Catch-up splat

Having been traveling, I neglected some of the more controversial issues of the last week, but here are a few points of catch-up.

On the immigration study, I liked Reihan’s recent post very much.  It is now the case that 23 student organizations at Harvard’s Kennedy School are protesting the fact that the dissertation was awarded, while nominally defending academic freedom of course.

For all of the brouhaha over Niall Ferguson, everyone is forgetting what Robert Skidelsky wrote in 1977, Skidelsky too it seems.  I don’t agree with either the immigration study or with Ferguson (at all, in either instance), but the response has been a case study in…something or other.  There is a glee and also a selectivity to it all which I am uncomfortable with, to say the least.

Within the span of a week, it is remarkable how rapidly the UK has moved toward a serious debate over leaving the EU, and that is after the UKIP election results were revealed (calling Timur Kuran!).  Our London cabbie, on the drive to the airport, still calls it “the EEC.”  With apologies to Thomas Friedman, I say this movement is for real.

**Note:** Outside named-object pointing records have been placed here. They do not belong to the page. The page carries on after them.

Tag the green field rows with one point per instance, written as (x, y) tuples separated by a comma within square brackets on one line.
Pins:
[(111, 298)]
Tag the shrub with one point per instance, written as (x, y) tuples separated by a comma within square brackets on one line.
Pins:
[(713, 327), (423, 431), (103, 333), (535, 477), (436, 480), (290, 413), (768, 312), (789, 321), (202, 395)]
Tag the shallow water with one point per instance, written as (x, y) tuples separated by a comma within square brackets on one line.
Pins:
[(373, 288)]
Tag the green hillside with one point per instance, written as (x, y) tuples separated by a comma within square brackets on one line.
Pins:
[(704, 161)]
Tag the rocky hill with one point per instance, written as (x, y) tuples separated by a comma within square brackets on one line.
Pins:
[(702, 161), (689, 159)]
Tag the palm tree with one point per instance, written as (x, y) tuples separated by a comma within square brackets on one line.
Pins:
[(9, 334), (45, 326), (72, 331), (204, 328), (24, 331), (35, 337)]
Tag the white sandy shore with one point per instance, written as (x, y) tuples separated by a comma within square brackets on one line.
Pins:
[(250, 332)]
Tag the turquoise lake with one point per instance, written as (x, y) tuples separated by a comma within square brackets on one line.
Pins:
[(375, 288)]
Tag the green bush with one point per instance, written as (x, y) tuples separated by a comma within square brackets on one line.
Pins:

The Novel Coronavirus seems to be human-to-human transmissible in a manner which is very worrying (more here).  When your thought is “that one might be too deadly to be a real problem,” it isn’t actually good news.  Fortunately the French health minister tells us that “Nothing is being left to chance,” including presumably which mutated strains of the virus will survive and spread.

What’s remarkable about the IRS tax scandal is that it was admitted, keep that in mind when revising your Bayesian priors.  Don’t forget about Bloomberg too.  Are all of our phone calls being recorded?

I do understand the back story, but still I become uneasy when the Secretary of HHS goes on a fundraising campaign from affected parties.  In lieu of naming rights, you get…what?  Can you say you “gave at the office”?  The voting booth?  Can they then rent out the mailing list of which companies gave?

The Republicans on Benghazi have learned from the Democrats on Mitt Romney and leveraged buyouts; define your opponent early in the public eye.  It is working, if only because most media accounts, even sympathetic ones, do not include pictures of a radiant and smiling Hillary Clinton with the story.

A twelve-year-old stabbed his eight-year-old sister to death.

Might we have a budget surplus in two years’ time?

The WSJ reviews Knausgaard, and “Babs” Walters will be retiring.

What have the old gods done for us lately?

Could it be this pizza?

OK people, now you can go nuts in the comments, get it out of your system.